Le ministre a également rassuré sur la situation à Kinshasa, affirmant qu’aucun cas n’y avait été enregistré à ce stade.

Une riposte sous surveillance dans plusieurs provinces

Selon les données communiquées lors du briefing, l’épidémie concerne actuellement plusieurs provinces, notamment l’Ituri, considérée comme l’épicentre, ainsi que le Nord-Kivu, la Tshopo, le Haut-Uele et le Bas-Uele.

Les chiffres communiqués font état de 5 000 cas confirmés et de 2 300 décès, tandis qu’environ 8 % des aires de santé seraient touchées.

Ces données renforcent l’importance de la coordination entre les secteurs de la santé et de l’éducation, alors que le pays s’apprête à reprendre progressivement les activités scolaires.

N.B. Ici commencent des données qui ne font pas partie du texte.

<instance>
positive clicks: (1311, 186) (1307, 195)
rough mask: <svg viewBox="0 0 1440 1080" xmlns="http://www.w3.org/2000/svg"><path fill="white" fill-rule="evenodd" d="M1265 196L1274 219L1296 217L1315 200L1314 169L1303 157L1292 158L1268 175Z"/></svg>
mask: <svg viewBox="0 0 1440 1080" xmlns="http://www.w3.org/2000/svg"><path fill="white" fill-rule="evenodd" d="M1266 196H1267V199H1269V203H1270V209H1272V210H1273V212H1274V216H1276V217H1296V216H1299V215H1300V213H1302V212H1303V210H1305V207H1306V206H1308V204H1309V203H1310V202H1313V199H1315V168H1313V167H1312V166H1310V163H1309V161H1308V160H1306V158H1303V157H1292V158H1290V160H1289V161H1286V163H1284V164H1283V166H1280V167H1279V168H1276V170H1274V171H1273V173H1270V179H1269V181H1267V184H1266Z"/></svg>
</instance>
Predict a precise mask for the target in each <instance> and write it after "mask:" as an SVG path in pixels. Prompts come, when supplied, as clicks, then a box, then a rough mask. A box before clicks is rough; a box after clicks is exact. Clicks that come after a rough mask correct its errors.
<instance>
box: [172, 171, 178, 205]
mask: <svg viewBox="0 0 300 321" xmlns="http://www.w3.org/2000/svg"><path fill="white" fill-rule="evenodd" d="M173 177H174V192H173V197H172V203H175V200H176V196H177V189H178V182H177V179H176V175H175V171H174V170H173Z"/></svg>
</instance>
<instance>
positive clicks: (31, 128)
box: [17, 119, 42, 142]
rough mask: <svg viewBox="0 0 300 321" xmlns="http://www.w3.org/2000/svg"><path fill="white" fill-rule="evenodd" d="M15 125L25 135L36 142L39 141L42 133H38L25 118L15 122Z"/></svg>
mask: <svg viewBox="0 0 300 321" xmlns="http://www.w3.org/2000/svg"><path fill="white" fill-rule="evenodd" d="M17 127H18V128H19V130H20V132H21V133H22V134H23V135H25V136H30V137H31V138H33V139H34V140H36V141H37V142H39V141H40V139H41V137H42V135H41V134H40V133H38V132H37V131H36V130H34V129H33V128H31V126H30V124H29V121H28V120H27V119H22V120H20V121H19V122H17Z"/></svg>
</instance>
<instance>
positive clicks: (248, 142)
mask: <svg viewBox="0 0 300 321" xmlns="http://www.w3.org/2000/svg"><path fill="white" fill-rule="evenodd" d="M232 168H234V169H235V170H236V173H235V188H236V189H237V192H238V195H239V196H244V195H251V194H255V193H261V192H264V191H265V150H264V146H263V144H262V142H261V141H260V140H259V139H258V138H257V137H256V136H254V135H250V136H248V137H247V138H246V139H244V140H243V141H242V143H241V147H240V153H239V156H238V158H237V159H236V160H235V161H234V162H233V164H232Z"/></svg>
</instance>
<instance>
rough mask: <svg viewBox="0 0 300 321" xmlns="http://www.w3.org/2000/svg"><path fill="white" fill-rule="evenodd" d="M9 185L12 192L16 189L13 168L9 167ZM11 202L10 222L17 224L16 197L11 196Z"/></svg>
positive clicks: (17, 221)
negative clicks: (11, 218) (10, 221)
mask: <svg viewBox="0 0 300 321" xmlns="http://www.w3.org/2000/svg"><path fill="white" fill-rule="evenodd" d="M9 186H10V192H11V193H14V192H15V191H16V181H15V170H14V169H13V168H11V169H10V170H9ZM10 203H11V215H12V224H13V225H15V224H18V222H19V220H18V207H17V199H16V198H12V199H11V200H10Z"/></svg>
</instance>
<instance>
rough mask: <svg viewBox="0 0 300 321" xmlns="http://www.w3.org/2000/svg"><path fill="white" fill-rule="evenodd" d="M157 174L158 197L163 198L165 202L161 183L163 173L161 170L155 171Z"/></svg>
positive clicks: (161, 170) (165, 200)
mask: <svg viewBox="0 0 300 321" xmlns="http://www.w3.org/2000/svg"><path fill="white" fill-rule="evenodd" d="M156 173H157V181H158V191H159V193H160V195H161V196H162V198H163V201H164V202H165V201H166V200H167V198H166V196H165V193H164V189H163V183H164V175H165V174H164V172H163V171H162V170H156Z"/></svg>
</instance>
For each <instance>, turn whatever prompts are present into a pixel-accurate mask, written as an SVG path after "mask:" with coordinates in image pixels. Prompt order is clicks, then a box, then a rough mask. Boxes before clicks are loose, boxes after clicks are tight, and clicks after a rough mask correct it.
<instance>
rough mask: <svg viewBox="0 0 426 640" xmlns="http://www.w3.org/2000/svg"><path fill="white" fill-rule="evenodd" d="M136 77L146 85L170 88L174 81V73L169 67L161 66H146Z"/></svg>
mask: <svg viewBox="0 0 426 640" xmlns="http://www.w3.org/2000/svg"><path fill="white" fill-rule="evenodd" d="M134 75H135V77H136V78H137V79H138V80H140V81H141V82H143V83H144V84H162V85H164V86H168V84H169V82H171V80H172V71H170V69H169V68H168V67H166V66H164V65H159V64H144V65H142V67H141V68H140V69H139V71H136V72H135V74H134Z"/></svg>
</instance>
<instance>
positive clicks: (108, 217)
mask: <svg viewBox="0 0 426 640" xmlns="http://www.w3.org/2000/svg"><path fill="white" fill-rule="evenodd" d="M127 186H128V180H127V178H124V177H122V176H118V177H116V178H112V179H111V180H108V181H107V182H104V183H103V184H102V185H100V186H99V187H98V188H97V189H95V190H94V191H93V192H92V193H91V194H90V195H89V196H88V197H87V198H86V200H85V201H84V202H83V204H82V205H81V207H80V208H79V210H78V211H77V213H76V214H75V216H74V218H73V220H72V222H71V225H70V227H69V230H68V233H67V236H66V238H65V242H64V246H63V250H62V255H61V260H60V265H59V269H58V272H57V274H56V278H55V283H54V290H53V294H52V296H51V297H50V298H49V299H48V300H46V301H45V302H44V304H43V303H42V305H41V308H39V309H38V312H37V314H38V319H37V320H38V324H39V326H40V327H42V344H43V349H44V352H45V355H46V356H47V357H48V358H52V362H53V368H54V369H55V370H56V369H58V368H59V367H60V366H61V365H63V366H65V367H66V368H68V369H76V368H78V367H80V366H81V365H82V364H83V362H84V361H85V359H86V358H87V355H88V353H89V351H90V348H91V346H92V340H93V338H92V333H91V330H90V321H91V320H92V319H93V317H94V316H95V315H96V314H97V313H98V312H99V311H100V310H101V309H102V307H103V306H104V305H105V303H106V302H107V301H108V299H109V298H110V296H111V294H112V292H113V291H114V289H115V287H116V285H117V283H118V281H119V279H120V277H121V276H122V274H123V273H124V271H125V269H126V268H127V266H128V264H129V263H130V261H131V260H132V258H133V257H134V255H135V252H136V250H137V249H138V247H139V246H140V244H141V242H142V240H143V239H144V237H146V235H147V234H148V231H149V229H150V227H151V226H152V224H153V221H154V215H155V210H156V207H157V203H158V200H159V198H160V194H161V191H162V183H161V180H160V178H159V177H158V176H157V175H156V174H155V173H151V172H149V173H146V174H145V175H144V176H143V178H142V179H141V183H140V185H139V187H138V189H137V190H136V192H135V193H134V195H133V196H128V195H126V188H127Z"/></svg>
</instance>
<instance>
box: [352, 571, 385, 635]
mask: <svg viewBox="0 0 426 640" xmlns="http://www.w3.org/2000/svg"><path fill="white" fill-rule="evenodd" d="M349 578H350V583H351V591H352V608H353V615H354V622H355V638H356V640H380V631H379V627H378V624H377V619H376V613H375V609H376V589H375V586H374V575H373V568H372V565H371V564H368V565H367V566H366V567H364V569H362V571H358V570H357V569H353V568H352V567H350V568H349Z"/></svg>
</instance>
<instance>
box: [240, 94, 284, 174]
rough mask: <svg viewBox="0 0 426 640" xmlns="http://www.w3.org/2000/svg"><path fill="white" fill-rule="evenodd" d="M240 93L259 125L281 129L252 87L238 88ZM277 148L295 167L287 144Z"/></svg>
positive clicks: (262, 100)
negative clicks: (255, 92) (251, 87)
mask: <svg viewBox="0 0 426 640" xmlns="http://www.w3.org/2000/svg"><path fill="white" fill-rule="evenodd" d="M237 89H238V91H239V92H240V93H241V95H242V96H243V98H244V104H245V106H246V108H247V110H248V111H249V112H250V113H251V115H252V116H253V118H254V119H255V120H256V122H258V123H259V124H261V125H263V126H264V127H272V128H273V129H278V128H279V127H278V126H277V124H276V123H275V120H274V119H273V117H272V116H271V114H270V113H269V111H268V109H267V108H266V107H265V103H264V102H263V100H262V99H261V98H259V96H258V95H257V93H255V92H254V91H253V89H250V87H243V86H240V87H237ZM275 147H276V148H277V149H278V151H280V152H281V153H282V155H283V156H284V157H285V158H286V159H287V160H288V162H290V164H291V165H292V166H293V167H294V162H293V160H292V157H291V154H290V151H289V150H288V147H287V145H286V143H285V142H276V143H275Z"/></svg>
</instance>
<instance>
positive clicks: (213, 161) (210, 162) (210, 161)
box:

Éducation et santé : le même impératif, protéger sans interrompre

À travers les annonces de Raïssa Malu et les précisions de Roger Kamba, le gouvernement cherche à maintenir un équilibre délicat : protéger les enfants contre Ebola sans compromettre leur parcours scolaire.

La stratégie repose ainsi sur l’adaptation des mesures aux réalités locales, la sensibilisation, la surveillance épidémiologique et le maintien du lien entre les élèves et leurs établissements.

À quelques jours de la rentrée, le message des autorités se veut donc clair : la situation sanitaire impose des ajustements, mais elle ne doit pas signifier l’abandon de l’éducation.

La rentrée scolaire 2026-2027 se fera ainsi au rythme de la situation épidémiologique, avec une priorité affichée : protéger les élèves, accompagner les familles et garantir, autant que possible, la continuité de l’apprentissage.